L’épître aux Colossiens



 

Auteur : L’Apôtre Paul est l’auteur principal de l’Épître aux Colossiens (Colossiens 1.13). Timothée y a également participé (Colossiens 1.1).

Date de rédaction : L’Épître aux Colossiens a été probablement écrite entre 58 et 62 ap. J.-C.

Objectif : L’Épître aux Colossiens est un mini-cours d’éthique qui aborde chaque aspect de la vie chrétienne. Paul passe de la vie personnelle, à la vie familiale, puis au travail, en passant par la manière dont nous devons nous comporter envers autrui. Le thème de cette Épître est la toute-suffisance de notre Seigneur Jésus-Christ pour répondre à tous nos besoins.

Versets-clé : Colossiens 1.15-16 - « Le Fils est l’image du Dieu invisible, le premier-né de toute la création. En effet, c’est en lui que tout a été créé dans le ciel et sur la terre, le visible et l’invisible, trônes, souverainetés, dominations, autorités. Tout a été créé par lui et pour lui. »

Colossiens 2.8 - « Faites attention : que personne ne vous prenne au piège par la philosophie, par des tromperies sans fondement qui s’appuient sur la tradition des hommes, sur les principes élémentaires qui régissent le monde, et non sur Christ. »

Colossiens 3.12-13 - « Ainsi donc, en tant qu’êtres choisis par Dieu, saints et bien-aimés, revêtez-vous de sentiments de compassion, de bonté, d’humilité, de douceur, de patience. Supportez-vous les uns les autres et, si l’un de vous a une raison de se plaindre d’un autre, pardonnez-vous réciproquement. Tout comme Christ vous a pardonné, pardonnez-vous aussi. »

Colossiens 4.5-6 - « Conduisez-vous avec sagesse envers les gens de l’extérieur et rachetez le temps. Que votre parole soit toujours pleine de grâce et assaisonnée de sel, afin que vous sachiez comment il faut répondre à chacun. »

Bref résumé : L’Épître aux Colossiens a été écrite expressément pour combattre l’hérésie qui s’était répandue à Colosse et menaçait la survie de l’église. Nous ne connaissons pas les questions qui ont été adressées à Paul, mais cette lettre est sa réponse.

On peut supposer, d’après la réponse de Paul, qu’il s’agit d’une vision erronée de Christ (qui insistait sur sa véritable humanité au point d’aller jusqu’à rejeter sa parfaite divinité).
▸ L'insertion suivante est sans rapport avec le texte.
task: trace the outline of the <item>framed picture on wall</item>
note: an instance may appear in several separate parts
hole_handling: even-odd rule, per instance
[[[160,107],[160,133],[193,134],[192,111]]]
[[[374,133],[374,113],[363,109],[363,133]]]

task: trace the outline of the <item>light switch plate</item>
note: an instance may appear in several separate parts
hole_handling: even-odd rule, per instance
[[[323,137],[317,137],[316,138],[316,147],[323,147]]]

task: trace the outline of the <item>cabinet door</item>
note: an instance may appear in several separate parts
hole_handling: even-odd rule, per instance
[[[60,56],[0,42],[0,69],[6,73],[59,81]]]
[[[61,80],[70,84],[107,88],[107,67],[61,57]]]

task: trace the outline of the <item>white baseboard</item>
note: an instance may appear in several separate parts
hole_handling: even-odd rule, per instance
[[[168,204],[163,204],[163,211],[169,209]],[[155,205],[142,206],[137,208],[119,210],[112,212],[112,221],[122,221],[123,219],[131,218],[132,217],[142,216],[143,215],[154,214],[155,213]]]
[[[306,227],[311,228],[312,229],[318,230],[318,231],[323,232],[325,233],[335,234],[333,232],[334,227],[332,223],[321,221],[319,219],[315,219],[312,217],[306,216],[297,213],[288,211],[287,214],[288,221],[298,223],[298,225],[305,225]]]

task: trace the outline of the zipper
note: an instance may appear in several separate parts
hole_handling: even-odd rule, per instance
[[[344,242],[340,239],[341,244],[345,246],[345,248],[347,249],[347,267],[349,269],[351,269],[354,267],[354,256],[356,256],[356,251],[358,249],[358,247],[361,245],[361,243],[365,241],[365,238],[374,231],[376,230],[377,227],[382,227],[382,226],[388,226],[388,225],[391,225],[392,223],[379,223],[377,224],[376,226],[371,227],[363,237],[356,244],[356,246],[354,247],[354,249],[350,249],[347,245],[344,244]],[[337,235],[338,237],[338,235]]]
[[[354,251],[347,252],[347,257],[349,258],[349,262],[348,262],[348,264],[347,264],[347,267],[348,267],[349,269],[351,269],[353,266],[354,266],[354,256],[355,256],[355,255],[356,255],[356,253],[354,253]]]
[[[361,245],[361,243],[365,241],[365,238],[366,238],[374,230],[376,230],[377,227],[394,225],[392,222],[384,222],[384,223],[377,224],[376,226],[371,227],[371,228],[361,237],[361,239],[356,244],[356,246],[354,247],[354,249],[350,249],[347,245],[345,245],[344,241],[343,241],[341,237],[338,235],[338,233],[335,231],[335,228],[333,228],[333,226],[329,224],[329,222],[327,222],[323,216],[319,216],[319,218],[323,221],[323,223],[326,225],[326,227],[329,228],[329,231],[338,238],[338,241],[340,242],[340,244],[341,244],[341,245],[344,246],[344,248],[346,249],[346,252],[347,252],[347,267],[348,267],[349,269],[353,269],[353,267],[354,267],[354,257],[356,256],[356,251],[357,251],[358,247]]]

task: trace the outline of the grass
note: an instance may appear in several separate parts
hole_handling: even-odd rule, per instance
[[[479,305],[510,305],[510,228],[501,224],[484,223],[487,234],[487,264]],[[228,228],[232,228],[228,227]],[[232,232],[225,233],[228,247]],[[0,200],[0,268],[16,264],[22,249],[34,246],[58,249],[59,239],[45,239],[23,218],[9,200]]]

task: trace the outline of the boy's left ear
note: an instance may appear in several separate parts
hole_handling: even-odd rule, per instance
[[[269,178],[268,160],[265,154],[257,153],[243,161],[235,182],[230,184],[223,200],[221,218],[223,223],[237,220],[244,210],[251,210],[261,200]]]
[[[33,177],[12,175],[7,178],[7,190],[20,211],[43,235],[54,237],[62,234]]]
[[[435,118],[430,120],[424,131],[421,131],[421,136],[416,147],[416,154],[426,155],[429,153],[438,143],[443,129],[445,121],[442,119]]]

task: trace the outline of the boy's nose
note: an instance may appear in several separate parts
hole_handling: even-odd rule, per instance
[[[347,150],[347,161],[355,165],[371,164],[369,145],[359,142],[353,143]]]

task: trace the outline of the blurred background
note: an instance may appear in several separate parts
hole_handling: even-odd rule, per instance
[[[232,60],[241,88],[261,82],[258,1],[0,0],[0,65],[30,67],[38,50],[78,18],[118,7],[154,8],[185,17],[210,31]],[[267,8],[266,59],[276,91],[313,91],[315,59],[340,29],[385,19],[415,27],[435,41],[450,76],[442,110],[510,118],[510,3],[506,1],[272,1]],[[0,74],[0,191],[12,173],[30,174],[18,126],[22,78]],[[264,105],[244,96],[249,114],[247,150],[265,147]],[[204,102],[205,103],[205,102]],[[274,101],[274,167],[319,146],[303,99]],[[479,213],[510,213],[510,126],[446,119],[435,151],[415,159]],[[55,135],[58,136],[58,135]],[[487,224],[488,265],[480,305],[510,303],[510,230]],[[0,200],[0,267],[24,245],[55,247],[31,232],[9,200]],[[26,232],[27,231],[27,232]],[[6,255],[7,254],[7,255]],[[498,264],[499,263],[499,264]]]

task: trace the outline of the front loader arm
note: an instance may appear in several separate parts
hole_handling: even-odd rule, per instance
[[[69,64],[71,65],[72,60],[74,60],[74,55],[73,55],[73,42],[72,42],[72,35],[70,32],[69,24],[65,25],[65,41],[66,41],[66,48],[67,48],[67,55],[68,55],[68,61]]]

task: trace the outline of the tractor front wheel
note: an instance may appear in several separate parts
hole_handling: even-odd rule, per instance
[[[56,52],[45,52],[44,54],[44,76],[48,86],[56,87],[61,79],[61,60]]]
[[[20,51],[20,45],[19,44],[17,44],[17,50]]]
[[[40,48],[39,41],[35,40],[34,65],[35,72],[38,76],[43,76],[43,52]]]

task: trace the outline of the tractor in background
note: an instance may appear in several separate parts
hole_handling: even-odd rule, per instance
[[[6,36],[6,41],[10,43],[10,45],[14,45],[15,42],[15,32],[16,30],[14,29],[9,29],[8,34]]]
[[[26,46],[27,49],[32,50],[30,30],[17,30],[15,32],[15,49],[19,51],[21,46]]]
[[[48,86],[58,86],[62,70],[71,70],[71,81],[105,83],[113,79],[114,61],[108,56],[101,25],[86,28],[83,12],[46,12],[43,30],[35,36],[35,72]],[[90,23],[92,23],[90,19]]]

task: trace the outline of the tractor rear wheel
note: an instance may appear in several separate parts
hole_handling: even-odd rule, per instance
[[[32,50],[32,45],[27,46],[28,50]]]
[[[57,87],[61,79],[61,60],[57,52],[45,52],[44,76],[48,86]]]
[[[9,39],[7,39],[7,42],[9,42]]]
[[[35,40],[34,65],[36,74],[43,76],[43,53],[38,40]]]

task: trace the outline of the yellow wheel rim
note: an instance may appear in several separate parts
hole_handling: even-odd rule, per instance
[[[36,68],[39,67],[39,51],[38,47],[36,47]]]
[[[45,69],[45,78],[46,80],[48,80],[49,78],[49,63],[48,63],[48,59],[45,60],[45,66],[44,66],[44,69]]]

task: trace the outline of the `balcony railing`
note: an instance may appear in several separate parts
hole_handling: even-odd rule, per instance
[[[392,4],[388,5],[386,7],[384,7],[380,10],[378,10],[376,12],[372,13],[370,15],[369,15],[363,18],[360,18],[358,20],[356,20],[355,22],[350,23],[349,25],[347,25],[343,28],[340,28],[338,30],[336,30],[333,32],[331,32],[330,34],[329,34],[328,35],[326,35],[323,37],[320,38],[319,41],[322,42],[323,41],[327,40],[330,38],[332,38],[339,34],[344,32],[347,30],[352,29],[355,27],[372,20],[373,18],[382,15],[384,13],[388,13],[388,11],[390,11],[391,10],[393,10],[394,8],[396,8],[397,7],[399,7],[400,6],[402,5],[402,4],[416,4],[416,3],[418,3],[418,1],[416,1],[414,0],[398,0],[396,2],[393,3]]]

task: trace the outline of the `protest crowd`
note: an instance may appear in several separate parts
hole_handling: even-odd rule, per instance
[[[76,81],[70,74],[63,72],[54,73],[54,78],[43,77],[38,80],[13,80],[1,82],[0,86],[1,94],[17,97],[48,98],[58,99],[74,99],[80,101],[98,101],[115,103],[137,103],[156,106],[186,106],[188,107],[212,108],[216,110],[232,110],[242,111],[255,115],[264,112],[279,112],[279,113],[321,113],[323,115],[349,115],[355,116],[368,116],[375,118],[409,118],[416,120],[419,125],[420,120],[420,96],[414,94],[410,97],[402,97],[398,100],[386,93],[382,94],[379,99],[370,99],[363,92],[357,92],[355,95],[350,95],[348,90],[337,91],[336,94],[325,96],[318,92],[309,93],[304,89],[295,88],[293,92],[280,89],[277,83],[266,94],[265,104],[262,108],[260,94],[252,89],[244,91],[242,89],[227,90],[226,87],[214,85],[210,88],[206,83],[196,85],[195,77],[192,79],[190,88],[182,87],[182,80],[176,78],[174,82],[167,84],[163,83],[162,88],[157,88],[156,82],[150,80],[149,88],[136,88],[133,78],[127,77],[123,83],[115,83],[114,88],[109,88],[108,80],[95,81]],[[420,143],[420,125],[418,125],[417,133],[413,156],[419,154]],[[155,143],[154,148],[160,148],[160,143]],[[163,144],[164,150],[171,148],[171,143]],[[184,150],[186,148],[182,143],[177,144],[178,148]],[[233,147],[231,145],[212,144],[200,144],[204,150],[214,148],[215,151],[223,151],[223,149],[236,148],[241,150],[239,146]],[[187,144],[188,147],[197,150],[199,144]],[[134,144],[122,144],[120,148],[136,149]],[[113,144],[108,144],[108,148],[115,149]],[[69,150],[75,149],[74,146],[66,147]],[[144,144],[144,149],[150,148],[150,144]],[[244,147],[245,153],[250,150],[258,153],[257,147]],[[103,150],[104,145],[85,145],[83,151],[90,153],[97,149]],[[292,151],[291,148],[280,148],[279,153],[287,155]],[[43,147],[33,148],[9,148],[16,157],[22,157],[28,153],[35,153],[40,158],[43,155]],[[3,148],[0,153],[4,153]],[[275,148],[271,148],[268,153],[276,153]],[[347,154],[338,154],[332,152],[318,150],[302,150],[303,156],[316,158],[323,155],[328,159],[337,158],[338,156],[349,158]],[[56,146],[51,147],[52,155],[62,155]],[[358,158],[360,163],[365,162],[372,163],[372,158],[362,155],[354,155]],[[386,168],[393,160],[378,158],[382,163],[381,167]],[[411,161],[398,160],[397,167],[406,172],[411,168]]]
Paul semble aussi contester l’importance accordée à la circoncision et aux traditions juives (Colossiens 2.8-11, 3.11). L’hérésie en question ressemble à une forme de judéo-gnosticisme, ou encore à un mélange d’ascétisme juif et de philosophie grecque (stoïcienne ?). Paul fait un travail remarquable pour démontrer la suffisance de Christ.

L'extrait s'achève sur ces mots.